SAN DIEGO (KGTV) -- The latest data shows there was a 31% increase in hate crimes in the state of California from 2019 to 2020.
“For too many, 2020 wasn’t just about a deadly virus, it was about an epidemic of hate,” said Attorney General Rob Bonta. “All across the country we saw the news come in, and now with this latest data we have another piece of the puzzle to help fill in the gaps. The facts here are clear: There was a surge in anti-Asian violence correlated with the words of leaders who sought to divide us when we were at our most vulnerable. But one of our most powerful weapons against hate is knowledge. When we’re armed with the facts, we put ourselves in a position to be our own best advocates; we put ourselves in a position to be able to fight for what is right. Ultimately, it’s going to take building bridges to help make a difference."
The report stated:
- Overall, hate crime events increased 31% from 1,015 in 2019 to 1,330 in 2020;
- Anti-Black bias events were the most prevalent, increasing 87% from 243 in 2019 to 456 in 2020;
- Anti-white bias events also increased from 39 in 2019 to 82 in 2020;
- Anti-Asian hate crime events increased by 107% from 43 in 2019 to 89 in 2020. The highest number of events were reported in March and April, during the height of pandemic-fueled, trumped-up rhetoric.

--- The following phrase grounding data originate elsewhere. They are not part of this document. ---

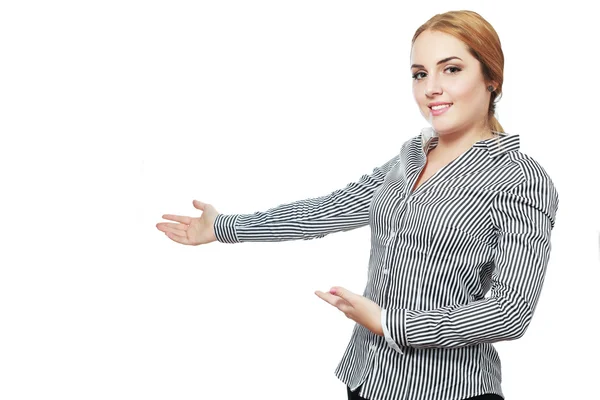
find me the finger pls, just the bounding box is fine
[324,287,354,312]
[315,291,351,310]
[315,291,338,306]
[330,286,355,302]
[162,226,187,238]
[156,223,188,238]
[165,231,191,245]
[156,222,189,232]
[161,214,192,225]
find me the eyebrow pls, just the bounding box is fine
[411,56,463,70]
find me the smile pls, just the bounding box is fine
[429,104,452,116]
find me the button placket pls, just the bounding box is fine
[381,199,410,305]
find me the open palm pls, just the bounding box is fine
[156,200,220,246]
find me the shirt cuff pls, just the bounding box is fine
[385,308,409,348]
[381,308,404,354]
[213,214,240,243]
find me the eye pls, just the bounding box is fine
[412,66,461,81]
[445,66,461,74]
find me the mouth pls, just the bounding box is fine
[429,103,452,116]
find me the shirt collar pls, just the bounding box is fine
[420,127,520,159]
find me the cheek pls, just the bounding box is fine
[412,86,420,104]
[413,94,429,119]
[447,75,486,105]
[412,86,427,109]
[447,81,475,102]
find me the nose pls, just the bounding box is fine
[424,78,442,97]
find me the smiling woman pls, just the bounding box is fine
[157,9,558,400]
[411,10,504,140]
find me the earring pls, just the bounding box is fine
[488,85,495,92]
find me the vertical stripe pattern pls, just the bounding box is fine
[213,132,559,400]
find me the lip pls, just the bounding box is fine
[428,103,452,116]
[428,102,452,108]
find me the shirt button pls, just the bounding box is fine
[369,344,377,351]
[390,231,396,236]
[383,269,389,275]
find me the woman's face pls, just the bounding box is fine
[410,30,495,138]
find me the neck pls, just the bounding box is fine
[433,126,495,156]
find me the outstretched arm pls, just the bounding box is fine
[214,154,401,243]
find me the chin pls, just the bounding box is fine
[429,124,450,135]
[430,120,460,136]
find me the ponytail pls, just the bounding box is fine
[489,115,504,133]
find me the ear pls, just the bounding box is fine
[487,80,499,91]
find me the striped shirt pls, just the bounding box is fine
[213,129,559,400]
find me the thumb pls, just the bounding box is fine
[193,200,205,210]
[330,286,353,301]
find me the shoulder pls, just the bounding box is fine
[494,144,559,223]
[506,152,553,182]
[494,136,557,192]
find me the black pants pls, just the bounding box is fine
[347,386,504,400]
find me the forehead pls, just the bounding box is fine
[410,30,472,65]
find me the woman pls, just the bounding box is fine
[156,10,558,400]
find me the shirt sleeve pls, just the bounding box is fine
[381,308,404,354]
[384,174,559,349]
[213,154,401,243]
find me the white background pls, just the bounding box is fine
[1,1,598,399]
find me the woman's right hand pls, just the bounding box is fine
[156,200,220,246]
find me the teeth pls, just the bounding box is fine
[431,104,451,110]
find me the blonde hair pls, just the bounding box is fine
[412,10,505,133]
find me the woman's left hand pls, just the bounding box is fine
[315,286,383,336]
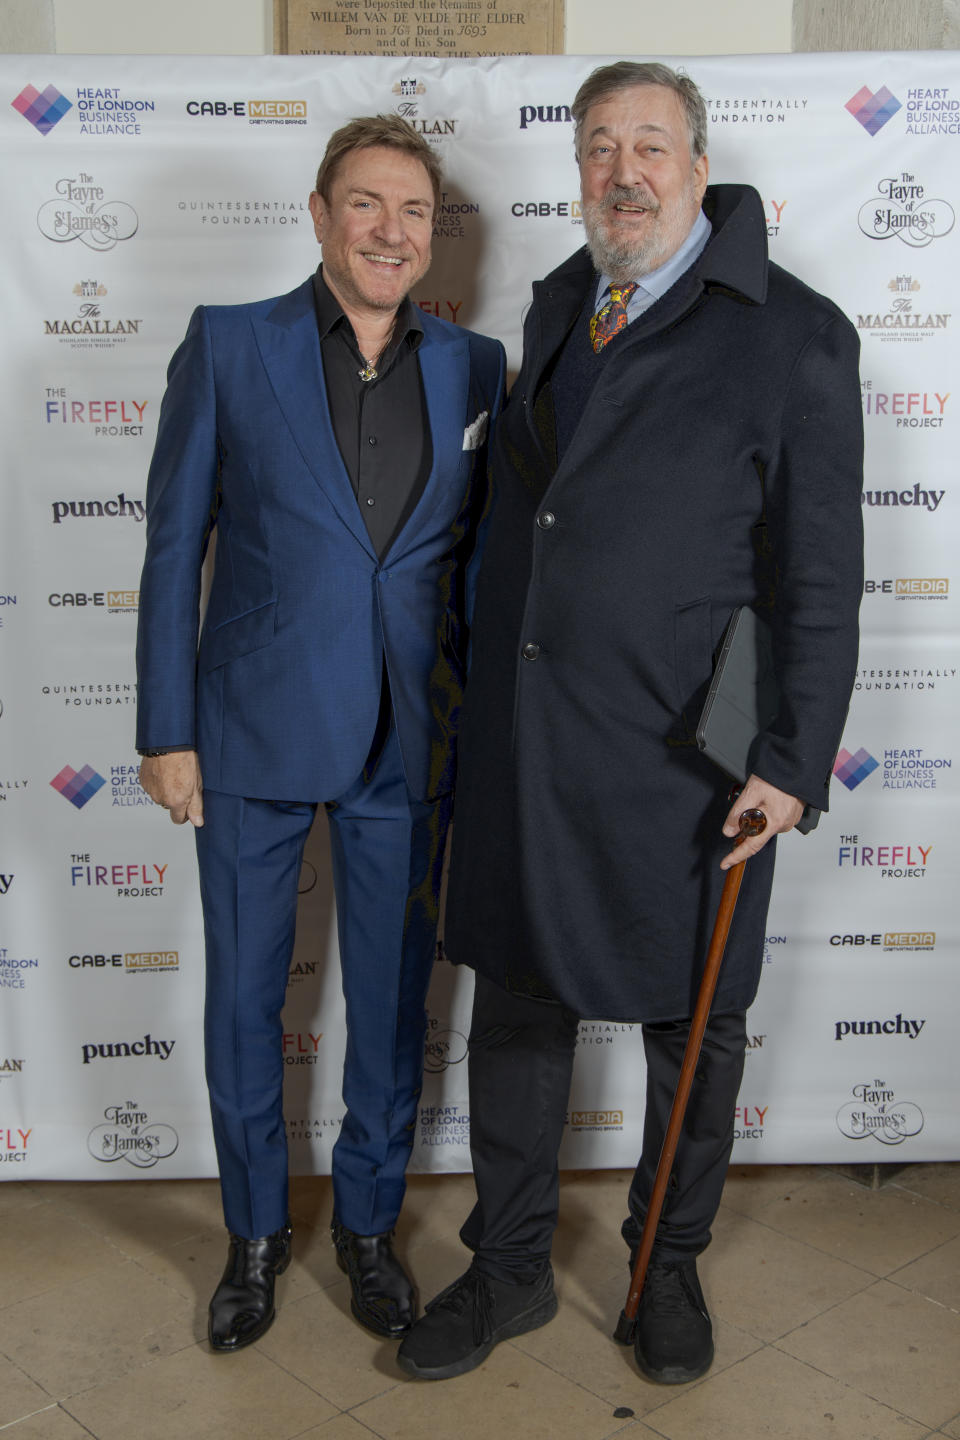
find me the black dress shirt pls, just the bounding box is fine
[312,267,432,559]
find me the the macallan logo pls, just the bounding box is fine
[857,276,950,337]
[392,80,457,140]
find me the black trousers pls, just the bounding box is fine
[460,973,747,1283]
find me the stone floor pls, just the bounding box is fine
[1,1163,959,1438]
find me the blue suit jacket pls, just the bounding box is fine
[136,277,505,802]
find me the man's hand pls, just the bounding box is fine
[719,772,802,870]
[139,751,204,827]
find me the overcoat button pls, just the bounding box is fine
[521,642,540,660]
[537,511,556,529]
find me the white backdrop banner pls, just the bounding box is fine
[1,52,958,1183]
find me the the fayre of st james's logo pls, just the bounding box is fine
[836,1079,924,1145]
[87,1101,179,1168]
[37,175,138,252]
[858,174,955,248]
[423,1020,467,1073]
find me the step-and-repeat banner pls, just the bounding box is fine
[1,52,957,1183]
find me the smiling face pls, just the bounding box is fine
[308,144,434,321]
[579,84,708,283]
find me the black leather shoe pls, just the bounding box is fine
[331,1221,416,1338]
[208,1221,292,1352]
[632,1257,714,1384]
[397,1263,557,1380]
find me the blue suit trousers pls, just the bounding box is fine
[195,723,450,1239]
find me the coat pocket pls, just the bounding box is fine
[672,597,714,739]
[199,598,277,672]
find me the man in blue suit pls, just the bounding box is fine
[136,114,504,1353]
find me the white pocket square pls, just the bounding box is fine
[462,410,489,451]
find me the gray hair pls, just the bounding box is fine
[571,62,708,163]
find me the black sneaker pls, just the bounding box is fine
[396,1263,557,1380]
[632,1257,714,1384]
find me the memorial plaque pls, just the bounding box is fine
[275,0,563,58]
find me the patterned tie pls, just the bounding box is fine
[589,282,639,352]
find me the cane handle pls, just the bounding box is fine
[735,807,767,845]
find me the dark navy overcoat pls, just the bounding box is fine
[445,186,863,1022]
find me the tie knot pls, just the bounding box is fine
[609,282,638,306]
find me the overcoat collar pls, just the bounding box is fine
[250,277,469,562]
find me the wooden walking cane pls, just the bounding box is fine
[613,802,767,1346]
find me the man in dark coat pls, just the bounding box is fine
[398,62,863,1385]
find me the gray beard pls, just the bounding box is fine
[582,183,698,283]
[582,191,663,282]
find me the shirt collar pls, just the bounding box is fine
[311,264,423,350]
[595,207,712,309]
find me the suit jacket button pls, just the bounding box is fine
[537,511,555,529]
[521,641,540,660]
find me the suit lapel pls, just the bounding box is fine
[384,320,468,560]
[250,279,375,557]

- Hate crime events motivated by religion decreased 13.5%, with anti-Jewish events falling 18.4% from 141 in 2019 to 115 in 2020;
- Hate crime events involving sexual orientation also fell 12% from 233 in 2019 to 205 in 2020; and
- Of the 108 cases filed for prosecution with a disposition available for this report, 42.6% were hate crime convictions, 45.4% were other convictions, and 12% did not result in any conviction.
Attorney General Bonta said the increase in anti-Asian crimes started right at the beginning of the pandemic.
"Wondering if you or someone you loved would be attacked for the way you look. While the pandemic may be receding the other fear the fear that resides within the Asian American community generally," Bonta said.
Police in the Bay Area have been investigating situations such as an incident where two Asian women ages 65 and 85 were stabbed at a bus stop by a man clutching a knife, who was then seen walking away.
The AG said he’s encouraging law enforcement to build relationships within the community to prevent these crimes as the majority of them aren’t initially reported. He’s also making sure information and material are printed in different languages so people know how to identify the crime, report it, and know where to get help.
Bonta says he’d also like to see emphasis placed on restorative justice and alternative sentencing when it comes to the prosecution of hate crimes.